Accessing agri: Equities, private funds… and cryptocurrencies

A Philippine conglomerate that is being forced to delist from the country’s stock exchange is offering its investors ‘calcoins’ in lieu of shares.

Ayalatriangle

A Philippine conglomerate being forced to delist from the country’s stock exchange is offering its investors ‘calcoins’ in lieu of shares. 

Catala Corporation, a Philippine agricultural group, is looking to list on a European cryptocurrency exchange after its probable ousting from the nation’s stock exchange.

Joseph Catala, its president, said the process could be completed within a couple of months, with the virtual coins issued to shareholders at face value of their stake.

His announcement comes as Catala struggles to save itself after its trading was suspended at the end of June following the revelation that its owner had violated disclosure rules on several transactions. It also follows the collapse of acquisition talks with the owners of Millennium Global Holdings, a listed group that was interested to buy 81 percent of the firm.

The involuntary delisting will require Calata to make a tender offer to current investors who may want to sell before the company becomes private again. The company had previously hinted it could not afford such a transaction, which could cost it around 1 billion pesos ($19 million; €16.6 million).

Catala, which listed in 2012, had a market capitalisation of 2.7 billion pesos upon IPO. It currently has 400 million pesos in retained earnings.

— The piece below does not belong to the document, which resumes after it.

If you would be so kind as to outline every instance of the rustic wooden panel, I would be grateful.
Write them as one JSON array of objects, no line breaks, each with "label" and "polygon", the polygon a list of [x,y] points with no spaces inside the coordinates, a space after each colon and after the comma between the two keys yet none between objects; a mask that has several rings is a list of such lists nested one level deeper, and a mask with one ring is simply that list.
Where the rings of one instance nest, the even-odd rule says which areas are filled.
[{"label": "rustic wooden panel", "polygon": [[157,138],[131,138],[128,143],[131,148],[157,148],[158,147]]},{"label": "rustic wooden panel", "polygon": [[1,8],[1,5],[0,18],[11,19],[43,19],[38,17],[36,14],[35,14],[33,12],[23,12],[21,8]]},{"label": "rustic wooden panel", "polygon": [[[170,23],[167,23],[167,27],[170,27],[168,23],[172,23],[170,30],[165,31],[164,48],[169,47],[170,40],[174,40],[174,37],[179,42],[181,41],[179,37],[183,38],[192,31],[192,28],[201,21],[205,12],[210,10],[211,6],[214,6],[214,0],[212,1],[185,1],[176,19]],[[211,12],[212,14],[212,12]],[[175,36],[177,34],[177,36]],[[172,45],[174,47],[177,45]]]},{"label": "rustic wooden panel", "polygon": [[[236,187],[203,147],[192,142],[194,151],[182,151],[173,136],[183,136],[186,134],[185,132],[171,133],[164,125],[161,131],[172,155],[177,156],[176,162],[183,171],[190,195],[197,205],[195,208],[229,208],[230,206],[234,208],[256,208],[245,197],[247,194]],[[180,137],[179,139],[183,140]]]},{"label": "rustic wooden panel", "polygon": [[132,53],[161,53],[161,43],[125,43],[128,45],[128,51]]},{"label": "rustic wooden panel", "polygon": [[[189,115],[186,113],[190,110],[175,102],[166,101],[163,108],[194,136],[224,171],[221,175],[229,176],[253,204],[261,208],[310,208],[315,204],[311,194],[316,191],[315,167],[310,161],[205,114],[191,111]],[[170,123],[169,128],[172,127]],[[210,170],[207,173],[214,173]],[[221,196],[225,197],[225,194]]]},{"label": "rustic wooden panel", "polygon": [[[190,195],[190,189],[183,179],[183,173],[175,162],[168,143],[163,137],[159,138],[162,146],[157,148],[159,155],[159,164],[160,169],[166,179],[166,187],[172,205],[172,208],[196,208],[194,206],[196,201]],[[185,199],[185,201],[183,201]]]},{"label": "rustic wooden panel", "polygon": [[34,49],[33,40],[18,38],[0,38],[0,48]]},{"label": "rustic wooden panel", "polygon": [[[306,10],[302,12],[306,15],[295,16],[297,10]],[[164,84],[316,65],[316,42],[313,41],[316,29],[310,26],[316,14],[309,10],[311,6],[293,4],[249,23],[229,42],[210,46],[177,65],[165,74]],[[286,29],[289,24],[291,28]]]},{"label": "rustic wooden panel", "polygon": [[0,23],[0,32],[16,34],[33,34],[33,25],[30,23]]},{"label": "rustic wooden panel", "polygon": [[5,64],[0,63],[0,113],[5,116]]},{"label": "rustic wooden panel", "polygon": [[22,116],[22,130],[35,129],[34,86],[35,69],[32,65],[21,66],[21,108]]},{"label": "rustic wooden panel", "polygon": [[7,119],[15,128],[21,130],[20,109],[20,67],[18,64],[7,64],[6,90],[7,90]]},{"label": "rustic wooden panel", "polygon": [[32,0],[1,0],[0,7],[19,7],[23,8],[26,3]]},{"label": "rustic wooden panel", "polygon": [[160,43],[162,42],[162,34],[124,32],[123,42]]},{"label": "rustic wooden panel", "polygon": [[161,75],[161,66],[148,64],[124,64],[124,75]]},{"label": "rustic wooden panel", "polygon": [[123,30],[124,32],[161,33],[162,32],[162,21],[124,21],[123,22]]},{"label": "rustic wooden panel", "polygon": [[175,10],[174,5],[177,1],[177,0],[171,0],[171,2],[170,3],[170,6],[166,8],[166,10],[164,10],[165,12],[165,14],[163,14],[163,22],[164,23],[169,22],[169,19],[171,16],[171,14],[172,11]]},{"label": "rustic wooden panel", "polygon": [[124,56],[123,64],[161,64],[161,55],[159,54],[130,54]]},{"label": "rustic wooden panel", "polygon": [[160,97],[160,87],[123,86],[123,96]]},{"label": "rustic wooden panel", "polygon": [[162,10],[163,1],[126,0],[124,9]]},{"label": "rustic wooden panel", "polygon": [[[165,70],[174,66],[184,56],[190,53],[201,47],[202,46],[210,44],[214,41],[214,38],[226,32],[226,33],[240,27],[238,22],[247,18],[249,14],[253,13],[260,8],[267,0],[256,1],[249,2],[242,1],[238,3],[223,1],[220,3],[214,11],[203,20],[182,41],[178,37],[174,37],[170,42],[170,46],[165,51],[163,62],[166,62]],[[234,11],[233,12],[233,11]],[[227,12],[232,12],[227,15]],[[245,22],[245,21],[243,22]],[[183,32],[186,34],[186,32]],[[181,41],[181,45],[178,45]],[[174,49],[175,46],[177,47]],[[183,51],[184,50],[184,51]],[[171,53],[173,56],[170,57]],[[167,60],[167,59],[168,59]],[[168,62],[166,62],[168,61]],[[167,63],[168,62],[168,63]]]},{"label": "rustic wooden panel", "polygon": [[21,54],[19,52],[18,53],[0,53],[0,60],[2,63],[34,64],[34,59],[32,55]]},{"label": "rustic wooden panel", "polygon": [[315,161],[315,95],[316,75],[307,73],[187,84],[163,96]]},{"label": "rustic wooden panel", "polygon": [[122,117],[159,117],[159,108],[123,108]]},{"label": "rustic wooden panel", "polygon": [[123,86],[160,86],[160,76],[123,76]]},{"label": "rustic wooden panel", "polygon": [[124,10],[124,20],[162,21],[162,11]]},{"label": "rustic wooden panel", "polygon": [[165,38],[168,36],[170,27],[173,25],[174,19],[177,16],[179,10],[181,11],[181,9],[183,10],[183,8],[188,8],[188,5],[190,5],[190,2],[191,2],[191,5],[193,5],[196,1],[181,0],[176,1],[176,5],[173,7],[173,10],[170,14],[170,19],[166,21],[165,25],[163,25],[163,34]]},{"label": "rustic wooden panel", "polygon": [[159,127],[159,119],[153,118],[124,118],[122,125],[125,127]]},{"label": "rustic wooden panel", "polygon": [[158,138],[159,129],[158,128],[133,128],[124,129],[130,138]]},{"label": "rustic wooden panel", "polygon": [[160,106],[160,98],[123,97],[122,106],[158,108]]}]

Its president said he did not need approval from the regulator and the stock exchange before issuing “calcoins”, as it plans to dub the currency, since virtual money falls outside their remit.

He will still have to obtain the green light from public shareholders, who own 75 percent of outstanding shares. It’s unclear they will agree. A group of investors led by Austria’s Alfred Reiterer, chairman of Foreign Investors Advisory Group, is reportedly asking Calata to buy their stake at the company’s end-March book value.